I had someone question me as to why the router appears to be misreporting its CPU utilization… So as I haven’t written anything around this topic, I figured I would make a note for any future engineers struggling to understand what is going on in their routers.
From a very simplistic view, routers perform two functions in CPU. They forward packets and the perform management/control plane functions.
When you type ‘show process cpu’ at the CLI, the 5 sec Utilization statistic prints two percentages, for example:
router> show process cpu CPU utilization for five seconds: 94%/91%; one minute: 97%; five minutes: 97% PID Runtime(ms) Invoked uSecs 5Sec 1Min 5Min TTY Process 1 12 176 68 0.00% 0.00% 0.00% 0 Chunk Manager 2 40976 1563329 26 0.07% 0.13% 0.13% 0 Load Meter 4 0 1 0 0.00% 0.00% 0.00% 0 EDDRI_MAIN 5 0 1 0 0.00% 0.00% 0.00% 0 RO Notify Timers ... removed for brevity ...
You will most likely notice when perusing the percentages for each process below, they don’t add up any of the utilization statistics as depicted in the first line of output with the running five second, one minute, and five minute averages.
This is because the first line, is a combination of CPU consumed by the forwarding of packets and CPU consumed by all processes running in the management/control plane of the router.

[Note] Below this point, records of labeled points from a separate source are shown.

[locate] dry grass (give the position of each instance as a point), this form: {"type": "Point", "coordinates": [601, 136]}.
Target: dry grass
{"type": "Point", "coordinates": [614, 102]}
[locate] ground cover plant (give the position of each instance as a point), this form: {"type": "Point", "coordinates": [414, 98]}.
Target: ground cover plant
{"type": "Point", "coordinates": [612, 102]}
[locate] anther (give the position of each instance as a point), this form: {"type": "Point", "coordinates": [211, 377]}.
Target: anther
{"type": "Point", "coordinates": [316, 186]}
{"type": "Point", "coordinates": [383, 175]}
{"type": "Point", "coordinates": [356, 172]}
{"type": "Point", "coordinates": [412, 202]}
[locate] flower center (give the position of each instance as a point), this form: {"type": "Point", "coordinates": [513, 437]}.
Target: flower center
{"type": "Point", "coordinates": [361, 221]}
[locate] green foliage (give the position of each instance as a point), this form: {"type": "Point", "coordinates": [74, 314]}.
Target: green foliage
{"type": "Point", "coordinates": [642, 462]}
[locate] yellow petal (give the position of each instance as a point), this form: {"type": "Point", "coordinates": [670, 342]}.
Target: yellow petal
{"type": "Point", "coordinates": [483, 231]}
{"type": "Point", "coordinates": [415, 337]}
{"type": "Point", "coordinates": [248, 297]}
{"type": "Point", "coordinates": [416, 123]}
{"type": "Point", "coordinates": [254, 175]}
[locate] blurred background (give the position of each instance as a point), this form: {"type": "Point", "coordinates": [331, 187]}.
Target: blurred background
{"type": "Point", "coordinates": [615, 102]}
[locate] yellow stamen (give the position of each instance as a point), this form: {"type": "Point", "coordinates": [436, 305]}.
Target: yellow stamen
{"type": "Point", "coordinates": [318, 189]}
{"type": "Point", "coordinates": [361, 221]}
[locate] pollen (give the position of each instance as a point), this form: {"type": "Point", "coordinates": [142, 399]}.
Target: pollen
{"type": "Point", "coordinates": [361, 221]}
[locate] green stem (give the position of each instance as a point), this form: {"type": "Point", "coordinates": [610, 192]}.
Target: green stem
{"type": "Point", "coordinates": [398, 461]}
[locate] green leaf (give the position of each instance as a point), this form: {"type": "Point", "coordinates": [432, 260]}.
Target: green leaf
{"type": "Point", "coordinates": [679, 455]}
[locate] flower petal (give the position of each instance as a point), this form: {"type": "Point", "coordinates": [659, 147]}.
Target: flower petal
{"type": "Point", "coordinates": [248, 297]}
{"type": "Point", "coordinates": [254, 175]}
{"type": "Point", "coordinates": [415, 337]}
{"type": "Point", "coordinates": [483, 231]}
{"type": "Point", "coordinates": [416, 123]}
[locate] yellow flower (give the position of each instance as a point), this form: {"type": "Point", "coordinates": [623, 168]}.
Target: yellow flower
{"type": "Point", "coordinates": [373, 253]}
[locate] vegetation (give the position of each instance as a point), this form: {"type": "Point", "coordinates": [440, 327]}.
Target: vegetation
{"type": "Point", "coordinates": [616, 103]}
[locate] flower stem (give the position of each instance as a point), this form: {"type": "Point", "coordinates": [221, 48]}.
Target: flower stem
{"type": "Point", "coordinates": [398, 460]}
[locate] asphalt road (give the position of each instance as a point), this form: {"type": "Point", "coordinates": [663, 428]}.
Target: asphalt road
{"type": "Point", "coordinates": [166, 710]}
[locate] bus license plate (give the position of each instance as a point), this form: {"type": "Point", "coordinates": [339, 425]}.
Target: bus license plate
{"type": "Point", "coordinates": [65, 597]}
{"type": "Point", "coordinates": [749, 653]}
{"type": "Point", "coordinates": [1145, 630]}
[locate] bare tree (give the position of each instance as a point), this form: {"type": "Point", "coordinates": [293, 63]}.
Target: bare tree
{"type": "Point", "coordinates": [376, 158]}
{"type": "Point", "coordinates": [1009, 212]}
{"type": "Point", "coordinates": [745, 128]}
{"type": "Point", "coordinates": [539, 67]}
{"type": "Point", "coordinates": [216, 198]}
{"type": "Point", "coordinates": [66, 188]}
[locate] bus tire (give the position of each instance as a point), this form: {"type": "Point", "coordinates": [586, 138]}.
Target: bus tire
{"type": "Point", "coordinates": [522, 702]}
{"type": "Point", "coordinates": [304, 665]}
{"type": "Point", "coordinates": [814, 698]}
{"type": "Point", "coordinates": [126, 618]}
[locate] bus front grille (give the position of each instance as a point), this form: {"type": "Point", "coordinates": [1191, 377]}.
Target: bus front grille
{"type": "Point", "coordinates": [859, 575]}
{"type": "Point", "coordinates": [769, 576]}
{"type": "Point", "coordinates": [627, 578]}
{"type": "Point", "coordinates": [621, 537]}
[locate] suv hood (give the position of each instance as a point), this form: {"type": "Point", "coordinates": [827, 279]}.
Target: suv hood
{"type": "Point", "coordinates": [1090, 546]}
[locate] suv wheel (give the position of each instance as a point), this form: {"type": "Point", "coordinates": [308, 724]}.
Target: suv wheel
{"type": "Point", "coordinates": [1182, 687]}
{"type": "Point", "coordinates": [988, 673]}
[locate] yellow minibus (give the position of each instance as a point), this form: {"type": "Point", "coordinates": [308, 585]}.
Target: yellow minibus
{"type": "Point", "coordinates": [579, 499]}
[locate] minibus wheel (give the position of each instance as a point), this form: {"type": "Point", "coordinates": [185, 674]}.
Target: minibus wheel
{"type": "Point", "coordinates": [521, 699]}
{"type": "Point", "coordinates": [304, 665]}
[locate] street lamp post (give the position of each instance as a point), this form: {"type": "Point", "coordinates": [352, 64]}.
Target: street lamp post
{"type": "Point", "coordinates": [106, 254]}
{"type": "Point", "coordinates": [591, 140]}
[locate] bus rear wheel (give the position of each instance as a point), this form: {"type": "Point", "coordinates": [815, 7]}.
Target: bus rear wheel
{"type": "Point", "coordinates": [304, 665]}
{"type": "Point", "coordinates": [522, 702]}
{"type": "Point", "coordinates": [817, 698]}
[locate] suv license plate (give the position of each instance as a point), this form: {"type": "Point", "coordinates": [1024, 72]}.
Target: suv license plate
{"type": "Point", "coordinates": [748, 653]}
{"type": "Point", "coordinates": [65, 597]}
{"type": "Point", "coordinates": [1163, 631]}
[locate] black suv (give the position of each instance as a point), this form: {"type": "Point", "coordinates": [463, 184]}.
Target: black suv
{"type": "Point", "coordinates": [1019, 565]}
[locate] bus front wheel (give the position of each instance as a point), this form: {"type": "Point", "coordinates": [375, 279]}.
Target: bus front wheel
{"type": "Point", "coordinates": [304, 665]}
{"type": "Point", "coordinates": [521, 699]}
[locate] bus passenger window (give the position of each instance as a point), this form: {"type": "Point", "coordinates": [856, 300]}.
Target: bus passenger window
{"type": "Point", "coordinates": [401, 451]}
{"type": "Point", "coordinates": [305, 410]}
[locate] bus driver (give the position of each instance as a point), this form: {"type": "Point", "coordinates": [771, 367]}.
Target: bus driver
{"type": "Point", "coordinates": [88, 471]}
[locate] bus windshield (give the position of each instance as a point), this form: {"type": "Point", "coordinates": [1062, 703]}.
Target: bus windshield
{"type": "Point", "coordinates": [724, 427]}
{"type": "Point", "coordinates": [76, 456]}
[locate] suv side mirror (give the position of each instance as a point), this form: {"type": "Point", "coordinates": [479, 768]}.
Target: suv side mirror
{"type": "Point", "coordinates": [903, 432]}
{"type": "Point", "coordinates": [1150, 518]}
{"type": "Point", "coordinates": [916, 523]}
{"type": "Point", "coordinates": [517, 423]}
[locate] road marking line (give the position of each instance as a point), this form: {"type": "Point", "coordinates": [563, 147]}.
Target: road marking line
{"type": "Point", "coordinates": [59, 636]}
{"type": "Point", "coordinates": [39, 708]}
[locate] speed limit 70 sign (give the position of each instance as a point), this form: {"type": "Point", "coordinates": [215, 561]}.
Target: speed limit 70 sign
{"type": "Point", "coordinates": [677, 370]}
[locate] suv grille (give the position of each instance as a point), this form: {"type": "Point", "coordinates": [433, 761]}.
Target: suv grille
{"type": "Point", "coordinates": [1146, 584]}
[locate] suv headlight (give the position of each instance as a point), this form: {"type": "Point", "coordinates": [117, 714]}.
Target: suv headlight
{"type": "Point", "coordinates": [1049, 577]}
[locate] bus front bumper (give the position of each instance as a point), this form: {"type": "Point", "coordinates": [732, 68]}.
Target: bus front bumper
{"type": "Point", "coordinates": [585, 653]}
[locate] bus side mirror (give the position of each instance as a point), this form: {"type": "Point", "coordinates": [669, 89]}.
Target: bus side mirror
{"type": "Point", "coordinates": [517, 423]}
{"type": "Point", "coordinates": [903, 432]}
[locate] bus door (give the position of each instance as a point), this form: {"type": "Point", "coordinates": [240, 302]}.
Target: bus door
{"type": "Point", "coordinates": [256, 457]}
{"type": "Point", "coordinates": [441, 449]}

If you look closely, there are two percentages stated for the 5 second average. The first one depicts an actual total of all CPU consumption in the past 5 seconds, while the second percentage notes the percentage of time the CPU has spent forwarding packets.
It is also relevant to note that the percentage of time utilized for forwarding packets is not a linear scale, and that more than half of the forwarding capacity of the box is handled in the last 5% (as in from 95-100%) of the CPU, when the router is configured with CEF.
So what this means is that only 3% of the CPU is being consumed by management or control plan processes and the other 91% of the CPU being consumed is due to the router simply spending a large amount of the time in the portion of the polling loop forwarding packets from one interface to another. Maybe some day, I’ll blog about the difference in how a router utilizes the CPU vs a standard operating system. Feel free to research on your own until then.. the short is a router uses a polling loop instead of interrupts to process packets.
In the instance noted above, when we looked at interface utilization, it was due to a backup running which was having to be intervlan switched at the router. Looks like we should have installed a distribution switch at this location.